# HELP! IS THIS THE SAME AS THIS



## Metrotek (Jan 19, 2011)

In terms of functionality and/or results, is the last jig the same as the first two? I like the last one and I see no way that it can't be made to give the same results as the first two. When you see these from Woodpecker [Incra jig] or Rockler, aren't they just a different style of angle cutting device? The last one seems to be more versatile and more fun for me to build. Obviously, it isn't as convenient as haveing scribed off divisions of angles but it certainly appears to me that it can achieve any angle and be made to accept any number of accessories. 
I was going to make it an attachment for my sled but if I ever get this router as a jointer business down to more practically mill runners, I'll just make it another sled; a sled board.
Please give your insight into this before I start going to town.
Thank you for your assistance and help


----------



## jusfine (May 22, 2010)

You may have a greater range with the arc on the first one, but do you need it?

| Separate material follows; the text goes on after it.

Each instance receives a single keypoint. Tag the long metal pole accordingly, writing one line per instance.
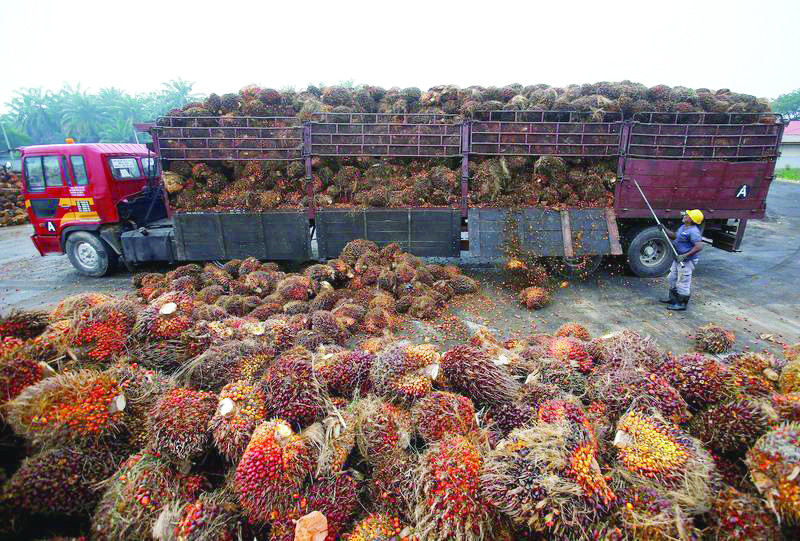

I would go to town if I were you!

All the Best!


----------



## waho6o9 (May 6, 2011)

I would incorporate some sort of hold downs to keep your stock from moving when it's being cut.

Other than that, have at it.


----------



## nikko18 (Jan 12, 2011)

I would think the third would be harder to set to square. The first two you have only 1 degree of freedom, so just a stop will set it.


----------



## Metrotek (Jan 19, 2011)

I can scribe lines of different angles on it for rapidly setting it correct.
You are definitely right about the hold downs because even with a fixed fixture the saw attempts to draw the material into itself. I was thinking about the style of clamps with some modification, in the photos included herein.


----------



## blackcherry (Dec 7, 2007)

Technical the same, but as far as repeatability goes the first two will smoke you every time as well as changing angles back and forth. But hay you save yourself some coin in exchange for time spent working.


----------



## KentS (May 27, 2009)

Without a doubt I would go with the second sled--oh wait, I did!

They basically all do the same thing. It depends on how far you want to go with the build. I use the angled fence only for odd stuff. I use this sled more for larger pieces at 90 degress. When I am doing 45's, I have 2 other sleds, depending on what I am doing.


----------